Leave no one behind, please!



The concept of ‘marginalization’ and ‘social exclusion’ is ‘highly depending on the historical and socio-economical context of a society.’ Briefly, ‘marginalizaion’ is ‘a process, originating from lack of awareness or negative attitudes of the larger society, by which certain population groups are denied access to resources and services essential for living a decent life’ and ‘social exclusion’ is ‘a process that involves the systematic denial of entitlements to resources and services...on the basis of  ethnicity, race, religion, sexual orientation, caste, descent, gender, age, disability, HIV status, migrant status or where they live.’

The underlying causes for marginalization and social exclusion include racism, extreme poverty, caste-based social system and associated stigma, migration (e.g., rural to urban migration, landing in pavements or slums), weak and  poorly-resourced and inefficient health systems failing to reach these populations, and lack of understanding and respect for human rights.
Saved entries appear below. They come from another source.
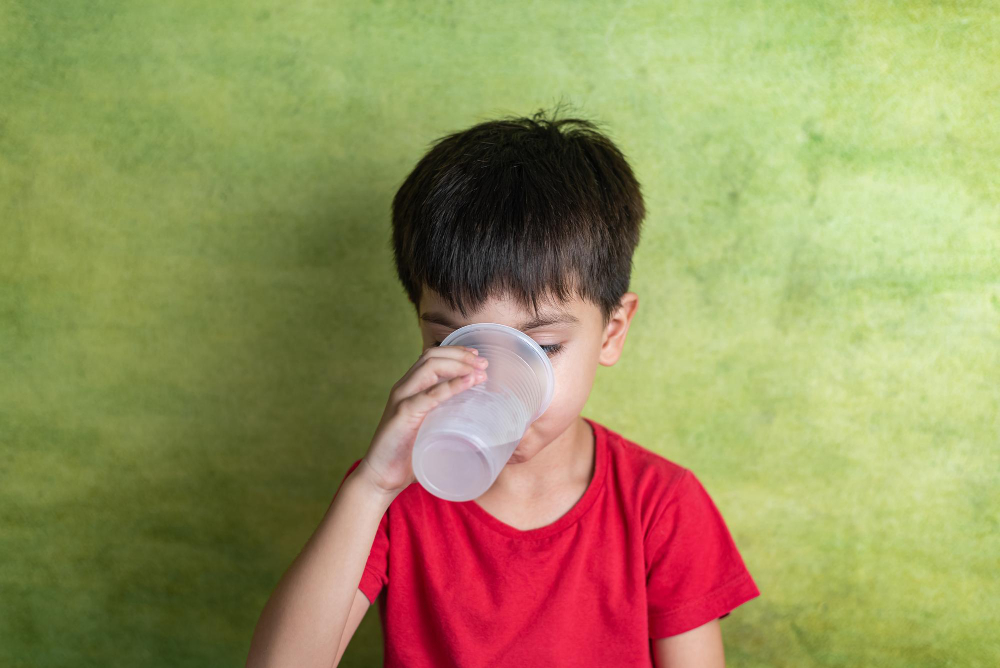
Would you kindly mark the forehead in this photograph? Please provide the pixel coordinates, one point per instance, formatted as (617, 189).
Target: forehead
(574, 312)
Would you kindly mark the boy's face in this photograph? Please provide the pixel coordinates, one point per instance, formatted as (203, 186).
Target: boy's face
(575, 347)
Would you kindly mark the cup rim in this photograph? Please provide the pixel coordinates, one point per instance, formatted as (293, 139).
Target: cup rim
(546, 363)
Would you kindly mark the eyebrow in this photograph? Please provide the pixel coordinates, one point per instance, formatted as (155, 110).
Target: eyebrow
(534, 323)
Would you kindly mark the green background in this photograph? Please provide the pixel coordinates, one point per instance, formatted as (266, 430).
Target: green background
(199, 320)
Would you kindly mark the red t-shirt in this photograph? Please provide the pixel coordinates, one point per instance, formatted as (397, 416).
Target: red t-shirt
(643, 554)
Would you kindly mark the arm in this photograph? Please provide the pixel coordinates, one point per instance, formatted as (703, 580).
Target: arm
(304, 621)
(698, 648)
(358, 610)
(315, 609)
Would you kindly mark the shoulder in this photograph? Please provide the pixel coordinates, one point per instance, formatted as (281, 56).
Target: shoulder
(646, 480)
Like the underlying causes, the process of margnalisation/social exclusion is also varied. The process involve structural barriers to education, employment, and land and other resources;  patriarchal attitude and norms of the society;  life-styles associated with extreme poverty and destitution; hazardous occupation for survival such as scavenging, ship-breaking, medical waste handling;  spatial remoteness; suffering from disease(s) with a social stigma e.g., TB, HIV/AIDS, Leprosy; having physical and/or mental disabilities; differing sexual orientation including sex trading; and  consequences of migration.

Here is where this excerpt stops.